First of all, in all the examples I have seen, nn.Module subclasses are callable. Mine is not callable, I have been explicitly calling model.forward(). It also seems that gradients are not being propagated, as when I call loss.backward(), all the gradients go to nan, and the GPU is not being utilized at all during the training loop, even though the memory has been allocated, and I have called .cuda() on all the inputs and the model.

I’m wondering, is there an easy to fix my work? or, is there a way to re-use the conv kernels like this with nn.Conv3d and the equivalent Transposed op?

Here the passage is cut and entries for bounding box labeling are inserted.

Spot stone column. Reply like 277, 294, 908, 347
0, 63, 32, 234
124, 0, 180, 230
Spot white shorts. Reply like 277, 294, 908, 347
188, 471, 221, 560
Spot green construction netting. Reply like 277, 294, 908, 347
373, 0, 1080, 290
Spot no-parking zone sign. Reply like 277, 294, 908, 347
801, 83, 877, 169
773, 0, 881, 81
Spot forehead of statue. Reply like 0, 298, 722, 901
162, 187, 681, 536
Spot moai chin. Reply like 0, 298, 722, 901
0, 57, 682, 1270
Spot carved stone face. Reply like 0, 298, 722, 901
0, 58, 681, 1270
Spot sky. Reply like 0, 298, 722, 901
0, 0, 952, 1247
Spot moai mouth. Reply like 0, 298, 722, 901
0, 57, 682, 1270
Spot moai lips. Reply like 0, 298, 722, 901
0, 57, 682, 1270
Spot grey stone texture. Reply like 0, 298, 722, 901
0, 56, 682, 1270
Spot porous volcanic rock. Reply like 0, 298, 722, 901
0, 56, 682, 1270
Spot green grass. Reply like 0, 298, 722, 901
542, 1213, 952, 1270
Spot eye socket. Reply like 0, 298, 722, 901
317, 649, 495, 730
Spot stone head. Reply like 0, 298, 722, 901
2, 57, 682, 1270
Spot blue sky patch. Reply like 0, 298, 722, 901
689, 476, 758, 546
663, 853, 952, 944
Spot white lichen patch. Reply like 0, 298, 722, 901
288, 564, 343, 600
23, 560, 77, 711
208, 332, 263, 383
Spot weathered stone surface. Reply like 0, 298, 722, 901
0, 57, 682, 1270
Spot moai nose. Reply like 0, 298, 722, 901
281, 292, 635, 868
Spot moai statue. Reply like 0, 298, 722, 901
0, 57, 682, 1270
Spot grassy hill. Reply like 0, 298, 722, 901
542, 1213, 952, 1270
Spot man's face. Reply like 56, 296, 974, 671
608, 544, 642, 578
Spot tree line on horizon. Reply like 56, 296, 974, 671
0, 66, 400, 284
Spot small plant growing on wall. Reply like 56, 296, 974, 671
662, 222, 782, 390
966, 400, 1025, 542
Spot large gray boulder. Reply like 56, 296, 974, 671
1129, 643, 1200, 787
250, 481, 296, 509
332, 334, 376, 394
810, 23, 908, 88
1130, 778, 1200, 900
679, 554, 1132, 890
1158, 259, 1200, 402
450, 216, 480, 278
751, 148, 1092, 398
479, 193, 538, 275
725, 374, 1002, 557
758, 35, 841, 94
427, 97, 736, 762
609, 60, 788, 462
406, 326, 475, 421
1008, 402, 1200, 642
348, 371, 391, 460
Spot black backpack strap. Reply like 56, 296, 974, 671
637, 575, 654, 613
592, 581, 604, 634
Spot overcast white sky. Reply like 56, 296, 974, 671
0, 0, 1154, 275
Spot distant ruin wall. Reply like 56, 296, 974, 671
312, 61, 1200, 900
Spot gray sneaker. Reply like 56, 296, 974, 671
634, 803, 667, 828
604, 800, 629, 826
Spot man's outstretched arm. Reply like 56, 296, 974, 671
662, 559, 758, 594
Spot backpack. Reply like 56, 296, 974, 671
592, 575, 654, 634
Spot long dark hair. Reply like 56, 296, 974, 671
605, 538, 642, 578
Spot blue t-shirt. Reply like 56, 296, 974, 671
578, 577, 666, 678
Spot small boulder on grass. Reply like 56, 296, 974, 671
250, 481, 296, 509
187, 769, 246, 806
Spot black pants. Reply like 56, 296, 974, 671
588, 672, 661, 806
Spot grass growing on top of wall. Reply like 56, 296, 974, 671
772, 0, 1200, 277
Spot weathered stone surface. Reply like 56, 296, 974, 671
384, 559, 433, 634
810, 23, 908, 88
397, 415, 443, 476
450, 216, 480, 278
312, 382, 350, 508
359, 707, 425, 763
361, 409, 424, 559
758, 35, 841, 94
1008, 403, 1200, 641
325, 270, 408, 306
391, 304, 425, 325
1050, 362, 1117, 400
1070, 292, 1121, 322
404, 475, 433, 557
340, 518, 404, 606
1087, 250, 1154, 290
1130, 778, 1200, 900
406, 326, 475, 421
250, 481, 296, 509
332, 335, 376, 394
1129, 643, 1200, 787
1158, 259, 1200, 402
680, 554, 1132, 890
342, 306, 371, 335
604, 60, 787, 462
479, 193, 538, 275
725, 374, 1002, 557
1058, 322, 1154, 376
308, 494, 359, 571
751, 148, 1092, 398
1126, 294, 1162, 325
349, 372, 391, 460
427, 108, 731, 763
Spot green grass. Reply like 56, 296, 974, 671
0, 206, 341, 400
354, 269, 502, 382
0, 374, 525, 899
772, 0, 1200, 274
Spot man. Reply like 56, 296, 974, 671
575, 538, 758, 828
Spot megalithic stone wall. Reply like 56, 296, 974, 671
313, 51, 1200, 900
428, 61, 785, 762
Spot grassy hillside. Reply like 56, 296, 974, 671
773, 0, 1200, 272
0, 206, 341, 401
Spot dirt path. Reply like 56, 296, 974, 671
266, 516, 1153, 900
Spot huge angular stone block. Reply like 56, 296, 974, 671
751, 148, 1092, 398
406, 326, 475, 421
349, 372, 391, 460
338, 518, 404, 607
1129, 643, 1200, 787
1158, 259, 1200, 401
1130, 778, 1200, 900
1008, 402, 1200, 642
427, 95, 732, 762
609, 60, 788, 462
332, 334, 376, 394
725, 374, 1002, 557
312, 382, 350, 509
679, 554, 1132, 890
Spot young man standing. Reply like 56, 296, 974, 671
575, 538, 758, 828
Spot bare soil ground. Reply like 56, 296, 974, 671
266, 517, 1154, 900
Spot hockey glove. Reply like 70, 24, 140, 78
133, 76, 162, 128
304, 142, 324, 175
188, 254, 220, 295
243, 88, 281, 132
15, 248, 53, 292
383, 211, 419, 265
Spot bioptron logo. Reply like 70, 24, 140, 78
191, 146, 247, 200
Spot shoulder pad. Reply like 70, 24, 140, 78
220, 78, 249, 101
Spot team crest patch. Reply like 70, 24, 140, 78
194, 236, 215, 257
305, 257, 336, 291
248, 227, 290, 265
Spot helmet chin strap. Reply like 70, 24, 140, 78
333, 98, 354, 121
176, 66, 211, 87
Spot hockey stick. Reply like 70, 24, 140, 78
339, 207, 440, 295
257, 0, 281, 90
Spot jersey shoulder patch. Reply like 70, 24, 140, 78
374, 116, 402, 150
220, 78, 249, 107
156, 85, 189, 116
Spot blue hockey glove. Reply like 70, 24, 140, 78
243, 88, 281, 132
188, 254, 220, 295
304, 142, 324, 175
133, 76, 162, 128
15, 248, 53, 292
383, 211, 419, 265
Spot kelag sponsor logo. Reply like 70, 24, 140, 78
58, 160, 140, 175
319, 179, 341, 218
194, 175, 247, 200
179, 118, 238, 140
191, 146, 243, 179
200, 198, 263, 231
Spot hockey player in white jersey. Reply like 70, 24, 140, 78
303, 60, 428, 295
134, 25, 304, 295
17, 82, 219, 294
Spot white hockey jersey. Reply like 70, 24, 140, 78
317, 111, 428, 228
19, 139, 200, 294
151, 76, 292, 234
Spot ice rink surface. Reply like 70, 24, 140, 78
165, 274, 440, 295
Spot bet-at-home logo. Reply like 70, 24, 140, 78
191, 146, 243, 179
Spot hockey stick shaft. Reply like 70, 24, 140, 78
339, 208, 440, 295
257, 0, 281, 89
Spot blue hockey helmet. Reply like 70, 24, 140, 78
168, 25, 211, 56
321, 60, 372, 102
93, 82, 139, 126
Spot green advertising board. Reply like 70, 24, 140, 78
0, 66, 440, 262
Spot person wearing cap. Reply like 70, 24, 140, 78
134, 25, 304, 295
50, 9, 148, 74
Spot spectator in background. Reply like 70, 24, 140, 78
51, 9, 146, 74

What happens if you call the model directly via output = model(x)?
I tried out your code and it seems to run fine.
What PyTorch version are you using?

I’ll have to get back to you on Monday, but I’ve been getting something like Model3d object is not callable. I’m pretty sure I built the latest stable version of from sources, I’ll update my reply on Monday.
Thanks

UPDATE:
I take back what I said about the model not being callable, I’m calling the model on the inputs now and its fine. I have also found out that the nan value in my gradients is always in model.up_classifier_weight, which means that the loss function I’m using is probably the culprit. The loss values themselves seem normal though.

I solved the GPU utilization issue by calling nn.DataParallel on my model.

There are very large intermediate values computed in my loss function, I wonder if these are leading to gradient explosion… I want to try using batchnorm layers to see if I can mitigate this, but I’m not sure how to use the nn.functional.batch_norm. How do I make sure running_mean, running_var, args are being updated during training / being frozen during evaluation?

F.batch_norm has an argument training, which defines in which mode the function operates.

looking at the docs, it doesn’t seem like the training flag does anything besides check the size of the input. Does one have to manually update the running_mean, running_var?

The training flag get’s passed in this line of code.
You would have to register the running stats as buffers.